Im Zusammenhang mit dem Coronavirus sind zahlreiche Konstellationen denkbar, in denen Arbeitnehmer* nicht im Betrieb arbeiten können und bei denen sich die Frage stellt, ob und wieweit der Arbeitgeber zur Lohnfortzahlung verpflichtet ist.

Dabei wird nicht nur zwischen geimpften und ungeimpften Arbeitnehmern unterschieden, sondern auch zwischen symptomatischen und asymptomatischen Krankheitsverläufen. Warum für die Beurteilung auch die Religion und das Urlaubsziel des Arbeitnehmers eine Rolle spielen, erfahren sie in der folgen Übersicht der aktuellen Rechtslage.

*Gemeint sind Beschäftigte jeder Geschlechtsidentität. Lediglich zum Zwecke der leichteren Lesbarkeit wird künftig bei allen Bezeichnungen nur noch die grammatikalisch männliche Form verwendet.

Infiziert ist nicht gleich krank

Grundsätzlich haben Arbeitnehmer die durch Arbeitsunfähigkeit infolge Krankheit an ihrer Arbeitsleistung verhindert werden, ohne das sie ein Verschulden trifft, nach § 3 Abs. 1 des Entgeltfortzahlungsgesetzes (EntgFG) Anspruch auf Entgeltfortzahlung durch den Arbeitgeber.

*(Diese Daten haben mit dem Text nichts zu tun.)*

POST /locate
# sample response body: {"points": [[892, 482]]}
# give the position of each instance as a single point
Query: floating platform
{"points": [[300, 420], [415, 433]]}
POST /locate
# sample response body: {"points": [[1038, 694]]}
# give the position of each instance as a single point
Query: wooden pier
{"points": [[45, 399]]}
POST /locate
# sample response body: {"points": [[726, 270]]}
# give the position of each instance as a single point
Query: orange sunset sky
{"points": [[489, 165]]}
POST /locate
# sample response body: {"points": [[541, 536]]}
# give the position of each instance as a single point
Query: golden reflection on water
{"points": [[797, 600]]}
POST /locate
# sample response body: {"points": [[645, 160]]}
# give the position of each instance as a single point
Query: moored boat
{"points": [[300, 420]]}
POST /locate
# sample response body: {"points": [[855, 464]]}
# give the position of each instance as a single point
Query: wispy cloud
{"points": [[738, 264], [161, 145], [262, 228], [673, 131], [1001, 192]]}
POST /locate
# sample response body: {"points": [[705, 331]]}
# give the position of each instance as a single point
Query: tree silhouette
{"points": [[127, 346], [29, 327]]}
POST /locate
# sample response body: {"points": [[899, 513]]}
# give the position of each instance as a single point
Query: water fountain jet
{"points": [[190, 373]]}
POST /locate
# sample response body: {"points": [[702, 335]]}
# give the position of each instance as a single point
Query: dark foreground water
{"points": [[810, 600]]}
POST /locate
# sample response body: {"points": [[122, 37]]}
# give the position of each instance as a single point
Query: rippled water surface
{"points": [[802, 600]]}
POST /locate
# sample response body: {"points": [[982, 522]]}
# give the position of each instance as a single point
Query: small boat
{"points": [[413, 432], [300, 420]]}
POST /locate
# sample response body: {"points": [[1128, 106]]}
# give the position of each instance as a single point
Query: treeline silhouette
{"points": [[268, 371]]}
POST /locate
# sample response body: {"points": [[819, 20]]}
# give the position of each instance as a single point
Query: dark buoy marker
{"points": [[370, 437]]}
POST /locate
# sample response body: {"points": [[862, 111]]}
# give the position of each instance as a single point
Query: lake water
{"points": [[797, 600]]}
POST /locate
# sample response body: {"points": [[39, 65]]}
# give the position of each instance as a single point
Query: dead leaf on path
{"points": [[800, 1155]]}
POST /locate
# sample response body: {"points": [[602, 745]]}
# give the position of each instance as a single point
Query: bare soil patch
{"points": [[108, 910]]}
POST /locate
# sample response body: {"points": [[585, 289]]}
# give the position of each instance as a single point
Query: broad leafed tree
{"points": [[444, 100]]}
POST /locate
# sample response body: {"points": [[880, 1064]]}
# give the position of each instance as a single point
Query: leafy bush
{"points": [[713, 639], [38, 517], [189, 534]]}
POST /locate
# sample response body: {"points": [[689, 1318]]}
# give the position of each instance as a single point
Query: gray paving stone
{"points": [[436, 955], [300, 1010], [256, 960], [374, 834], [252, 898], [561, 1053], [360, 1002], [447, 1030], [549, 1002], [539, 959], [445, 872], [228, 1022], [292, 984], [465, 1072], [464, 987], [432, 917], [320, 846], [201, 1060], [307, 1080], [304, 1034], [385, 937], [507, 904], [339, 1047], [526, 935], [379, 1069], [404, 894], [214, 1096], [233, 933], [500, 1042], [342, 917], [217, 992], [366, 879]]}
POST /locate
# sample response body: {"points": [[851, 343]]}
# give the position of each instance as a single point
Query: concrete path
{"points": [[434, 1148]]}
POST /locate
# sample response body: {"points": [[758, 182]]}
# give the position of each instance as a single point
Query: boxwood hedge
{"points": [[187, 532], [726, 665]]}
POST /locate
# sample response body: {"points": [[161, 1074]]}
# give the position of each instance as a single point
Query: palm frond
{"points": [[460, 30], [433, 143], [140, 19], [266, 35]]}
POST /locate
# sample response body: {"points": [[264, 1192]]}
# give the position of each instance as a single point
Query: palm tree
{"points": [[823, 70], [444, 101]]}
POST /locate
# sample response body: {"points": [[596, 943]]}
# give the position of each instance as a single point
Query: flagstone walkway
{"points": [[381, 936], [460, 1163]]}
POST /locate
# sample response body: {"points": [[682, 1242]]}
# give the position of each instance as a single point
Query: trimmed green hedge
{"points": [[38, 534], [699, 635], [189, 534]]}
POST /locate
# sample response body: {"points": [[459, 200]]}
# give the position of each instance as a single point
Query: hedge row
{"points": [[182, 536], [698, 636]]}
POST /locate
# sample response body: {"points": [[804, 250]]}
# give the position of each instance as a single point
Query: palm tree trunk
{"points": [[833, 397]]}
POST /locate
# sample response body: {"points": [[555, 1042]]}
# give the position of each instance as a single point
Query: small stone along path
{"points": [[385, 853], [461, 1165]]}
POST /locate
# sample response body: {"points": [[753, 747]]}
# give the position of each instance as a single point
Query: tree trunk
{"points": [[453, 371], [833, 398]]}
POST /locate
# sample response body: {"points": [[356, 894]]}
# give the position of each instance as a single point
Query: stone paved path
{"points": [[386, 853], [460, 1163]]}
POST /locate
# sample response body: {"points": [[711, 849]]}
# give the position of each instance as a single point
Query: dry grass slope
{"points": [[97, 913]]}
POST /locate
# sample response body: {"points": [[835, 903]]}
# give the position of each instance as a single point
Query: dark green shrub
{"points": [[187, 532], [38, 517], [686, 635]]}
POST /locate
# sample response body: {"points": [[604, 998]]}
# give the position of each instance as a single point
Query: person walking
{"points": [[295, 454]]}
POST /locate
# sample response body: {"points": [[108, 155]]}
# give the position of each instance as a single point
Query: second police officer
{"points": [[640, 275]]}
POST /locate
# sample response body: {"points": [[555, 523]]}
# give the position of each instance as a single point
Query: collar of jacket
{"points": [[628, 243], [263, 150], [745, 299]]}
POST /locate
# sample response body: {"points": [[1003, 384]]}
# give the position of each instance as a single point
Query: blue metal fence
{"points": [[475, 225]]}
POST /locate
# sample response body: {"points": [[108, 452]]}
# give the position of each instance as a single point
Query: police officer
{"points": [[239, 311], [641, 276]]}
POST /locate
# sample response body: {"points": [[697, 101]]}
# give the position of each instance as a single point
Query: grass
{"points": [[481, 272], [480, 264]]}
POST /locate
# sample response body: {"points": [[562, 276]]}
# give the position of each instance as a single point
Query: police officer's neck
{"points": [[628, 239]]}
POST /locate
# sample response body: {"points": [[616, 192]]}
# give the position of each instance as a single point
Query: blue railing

Hier liegt im Falle von Covid19 das erste Problem, schließlich ist „krank“ nicht gleich „krank“. Viele Covid19 Infektionen verlaufen mild oder sogar komplett symptomfrei, der Betroffene merkt teilweise noch nicht einmal, dass er überhaupt infiziert ist.

§ 3 EntgFG stellt aber auf einer Erkrankung ab, die zur Arbeitsunfähigkeit führt und den Arbeitnehmer somit aufgrund der mit der Erkrankung verbundenen Symptomatik daran hindert die Arbeitsleistung zu erbringen.

Liegt also ein symptomloser Verlauf vor, der den Arbeitnehmer unter normalen Umständen nicht daran gehindert hätte seine Arbeitsleistung zu erbringen, ist § 3 EntgFG nicht anwendbar.

Ist der Arbeitnehmer tatsächlich symptomatisch an Covid19 erkrankt, ist er auch „krank“ im Sinne des § 3 Abs. 1 EntgFG und kann seinen Arbeitnehmer auf Lohnfortzahlung in Anspruch nehmen.

Müssen asymptomatische Covid19-Infizierte somit auf jeglichen Lohnfortzahlungsanspruch verzichten? Nein! In solchen Fällen gilt nämlich § 56 Abs. 1 des Infektionsschutzgesetzes (IfSG).

Danach gilt jemand ohne Corona-Symptome aber mit positivem Corona-Test als Ansteckungsverdächtiger, Krankheitsverdächtiger oder als sonstiger Träger von Krankheitserregern im Sinne der Vorschrift die einem Arbeitsverbot unterliegen (Quarantänepficht). Sie haben Anspruch auf Entschädigung. Die Entschädigung bemisst sich dabei nach dem Verdienstausfall. Somit handelt es sich auch um eine Form der Lohnfortzahlung.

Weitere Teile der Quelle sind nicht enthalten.